Portugal's accession to the EU in 1986 boosted the demand for conference interpreters both at home and abroad. Many who developed their interpreting skills in Portugal provide their services as freelance or staff interpreters in Brussels, Strasbourg and Luxembourg, and many who came to interpreting through the EU institutions brought their skills back to Portugal.
Apart from serving national institutions, AIIC Portugal interpreters provide interpretation for local international entities such as the European Monitoring Centre for Drugs and Maritime Safety Agency. AIIC Portugal interpreters are frequently called to serve throughout the world on missions conducted by the UN, IMF, World Bank, FAO, etc., many of which in Africa.

The International Association of Conference Interpreters (AIIC) was founded in 1953. With head offices in Geneva, Switzerland, it includes close to 3,000 members in almost 100 countries, and more than 20 AIIC regions and half a dozen sectors worldwide.

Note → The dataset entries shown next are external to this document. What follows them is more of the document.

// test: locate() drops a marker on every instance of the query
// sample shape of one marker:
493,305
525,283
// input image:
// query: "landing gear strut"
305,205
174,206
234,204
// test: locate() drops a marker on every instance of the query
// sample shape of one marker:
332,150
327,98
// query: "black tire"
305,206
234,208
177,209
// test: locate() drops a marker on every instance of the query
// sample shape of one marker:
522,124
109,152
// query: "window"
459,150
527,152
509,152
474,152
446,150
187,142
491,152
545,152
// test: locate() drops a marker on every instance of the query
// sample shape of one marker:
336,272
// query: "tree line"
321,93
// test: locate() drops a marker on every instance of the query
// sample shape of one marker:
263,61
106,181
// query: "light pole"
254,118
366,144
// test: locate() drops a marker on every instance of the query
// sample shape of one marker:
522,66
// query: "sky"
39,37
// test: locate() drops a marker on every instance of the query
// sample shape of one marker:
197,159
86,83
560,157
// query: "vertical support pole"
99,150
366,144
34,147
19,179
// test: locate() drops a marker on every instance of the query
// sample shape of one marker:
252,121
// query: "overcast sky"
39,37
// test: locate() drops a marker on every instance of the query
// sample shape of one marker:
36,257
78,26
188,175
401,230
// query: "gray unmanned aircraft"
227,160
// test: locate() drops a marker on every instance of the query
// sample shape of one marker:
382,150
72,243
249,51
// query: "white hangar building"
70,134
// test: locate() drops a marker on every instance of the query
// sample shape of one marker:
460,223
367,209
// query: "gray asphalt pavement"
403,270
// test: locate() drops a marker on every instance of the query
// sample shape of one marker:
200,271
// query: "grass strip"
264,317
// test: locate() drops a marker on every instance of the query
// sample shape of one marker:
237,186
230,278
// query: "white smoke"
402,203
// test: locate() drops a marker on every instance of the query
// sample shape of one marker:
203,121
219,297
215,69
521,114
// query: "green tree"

Members of AIIC provide interpretation into approximately 50 languages, including sign languages.
Portugal became an AIIC region in 1985, during the Lisbon Assembly, and later set up APROFIC, an association under Portuguese law, that mirrored the region for some 20 years until it was disbanded. Members are located mainly in Lisbon but also in Funchal and in Porto, where Assembly met in 2003. Like their colleagues worldwide, AIIC Portugal interpreters work to a strict code of ethics that sets high standards of confidentiality and good interpreting practice.